Indulge me. Replace ‘live-in relationship’ with flexible work arrangement. ‘Marriage’ with full time regular work. The ‘person choosing to live-in’ with the candidate desirous of flexible work. The ‘live-in partner’ with hiring manager, supervisor, team mate or family. The ‘place of residence’ with an organisation.

And you might just hit upon the ingredients of making flexible work arrangements work ! Ask your questions, use the four points listed above, and get some answers. As an organisation, check to see how much you generally respect your people and their choices. And you might be able to predict whether and how beneficial it could be to offer flexible work.

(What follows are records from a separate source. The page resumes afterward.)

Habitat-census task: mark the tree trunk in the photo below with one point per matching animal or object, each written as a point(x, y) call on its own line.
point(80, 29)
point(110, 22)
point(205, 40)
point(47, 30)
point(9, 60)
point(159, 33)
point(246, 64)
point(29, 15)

As an individual, introspect if you continue to appreciate that, all else being equal, the career advancement opportunity should go to the other person on regular employment. And you might temper your insecurities about getting victimised while on flexible work. As a line manager, assess how much you are willing to partner with an employee on flexible work. And you might get the direction to make it work. 

Since our individual and community experience with live-in relationships is more than it is with flexible-work arrangements, we could use the learnings from the former to inform the latter and push it in the right direction. Faster.